And for the space, I don't know if anyone really skimps on cage size to 'conserve space'. We are talking about 40g animals, here; I would have space to house millions comfortably if i wanted to, and therefore have no reason to maintain an unhealthy population density. With all due respect people, I do not need to be told how many mice ten females can have. I am very well aware of how many babies one doe can have, and therefore having graduated gradeschool, can do the math when 9 more have entered the equation. Neither do I need to be told what is cruel and what is not, as morals are rarely something that can be taught via internet forums; if you don't know right from wrong, then your parents have failed. Mine have not. Thank you.


----------



## Cordane

I meant the population will increase because you said the male would be left with the females and she may give birth when the previous litter is only 3 weeks old. That is all.
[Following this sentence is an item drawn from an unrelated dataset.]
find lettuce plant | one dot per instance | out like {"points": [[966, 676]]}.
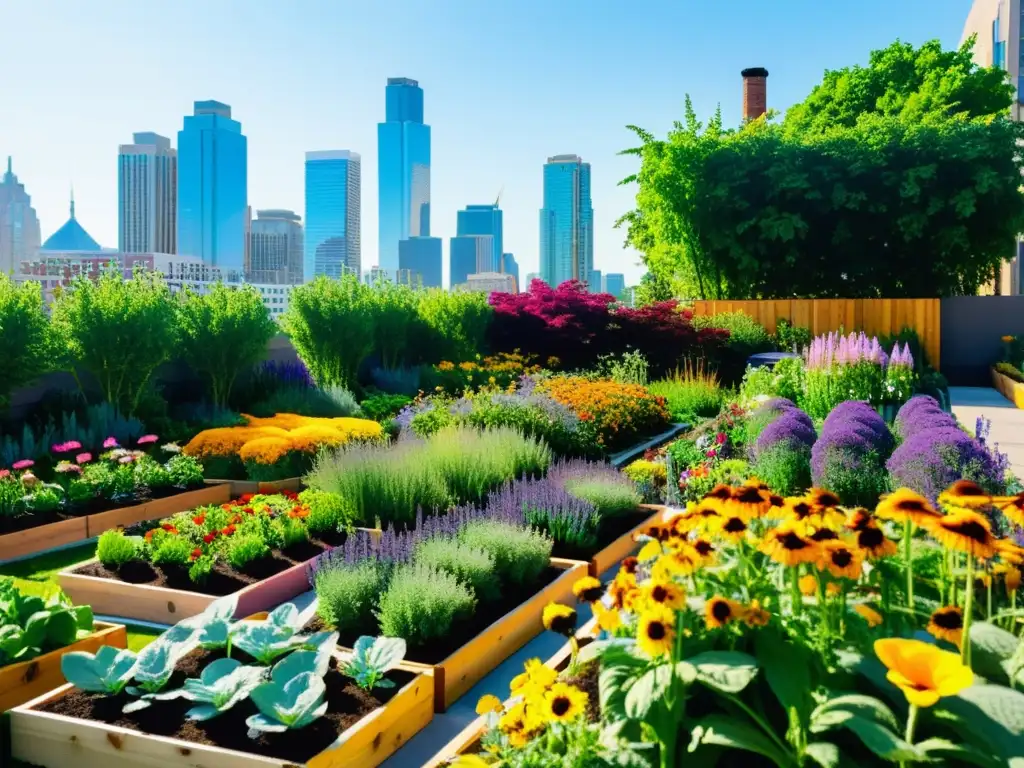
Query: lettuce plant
{"points": [[108, 671], [290, 705], [372, 658]]}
Geez.


----------



## pro-petz

I personally can not see how "mo mice mo money" may be offensive as this is a mouse breeding forum and unless one is breeding and retains all the young or pts those they do not want then the majority would in fact sell any surplus whether to pet trade or other breeders in which case the mo mice mo money is a statement of fact irrespective of the quantity of mice being kept.

If the op is thinking of starting a commercial feeder mice business good for them, as many do not realise that the majority of commercial feeder breeders take just as much trouble in maintaining the welfare of their animals as if they are pets. The process within a commercial feeder breeder operation is that pregnant females are removed from the colony and rested females are put in to replace the ones removed thus maintaining the quota per cage ratio.
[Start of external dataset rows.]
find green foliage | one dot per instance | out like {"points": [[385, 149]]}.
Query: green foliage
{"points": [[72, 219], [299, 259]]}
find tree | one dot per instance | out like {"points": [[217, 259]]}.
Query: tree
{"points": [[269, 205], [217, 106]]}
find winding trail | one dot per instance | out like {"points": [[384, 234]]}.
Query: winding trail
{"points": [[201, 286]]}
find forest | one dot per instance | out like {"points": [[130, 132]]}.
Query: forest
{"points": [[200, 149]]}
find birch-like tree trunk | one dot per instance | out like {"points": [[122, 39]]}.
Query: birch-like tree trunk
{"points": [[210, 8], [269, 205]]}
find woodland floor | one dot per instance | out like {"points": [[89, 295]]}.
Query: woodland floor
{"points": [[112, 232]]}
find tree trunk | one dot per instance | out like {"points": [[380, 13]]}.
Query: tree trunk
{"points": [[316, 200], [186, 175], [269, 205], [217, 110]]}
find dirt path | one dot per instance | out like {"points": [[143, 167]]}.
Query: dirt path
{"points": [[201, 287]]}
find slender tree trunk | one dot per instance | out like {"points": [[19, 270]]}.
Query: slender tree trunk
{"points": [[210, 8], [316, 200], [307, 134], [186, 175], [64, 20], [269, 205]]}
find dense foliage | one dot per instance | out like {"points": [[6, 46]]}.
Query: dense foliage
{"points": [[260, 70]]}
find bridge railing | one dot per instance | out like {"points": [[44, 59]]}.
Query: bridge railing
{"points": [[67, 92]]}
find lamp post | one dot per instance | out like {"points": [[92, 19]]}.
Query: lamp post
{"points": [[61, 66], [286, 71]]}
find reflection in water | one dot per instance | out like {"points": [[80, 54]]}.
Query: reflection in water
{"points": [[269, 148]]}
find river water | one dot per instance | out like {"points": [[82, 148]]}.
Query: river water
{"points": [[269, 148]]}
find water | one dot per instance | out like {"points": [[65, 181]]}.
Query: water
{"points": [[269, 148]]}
Note to op the minimum number of does required to give a UK minimum wage would be 2000 and for each additional person employed would need to increase the number of does by 2000 per person. Good luck with your new venture.


----------



## Cordane

I didn't say everyone would find it offensive.
The reason it could come across offensive is because unless you remember the persons intro where they state they are infact a feeder breeder, you may not suddenly jump to the conclusion that that is what they are. The comment can come across as they are just breeding mice for a quick buck and really don't care about the health and well being of there mice.
Now to the OP, please note that I said it can seem that way, I'm not saying its true only that it can come across that way. Also note that the reason you have been given a heap of information and many people are pushing culling etc COULD BE because you have given very little information about the space you have and your situation. For all we know, you could live in a one bedroom apartment with no job and somehow think you can soley live off the money you make from mice.
The point being is we will give you all the information we can and warn or compliment you of your efforts as we see fit or until you tell us (preferably nicely) that you don't require our help or information.


----------



## lifelongcannibal

I apologize, I presumed my knowledge of my situation was as well everyone else's. Which is silly. But yes I do in fact breed feeders, and do not plan to live off of their income. I am turning 15 in January, and saving up for a car. This is really just a side job, more of a hobby, to scrap metal and firewood with my dad. And after thinking about it, I will be removing pregnant does to a separate tank and breed more does less rather than breed less does more. Thank you all for your input, and i do apologize


----------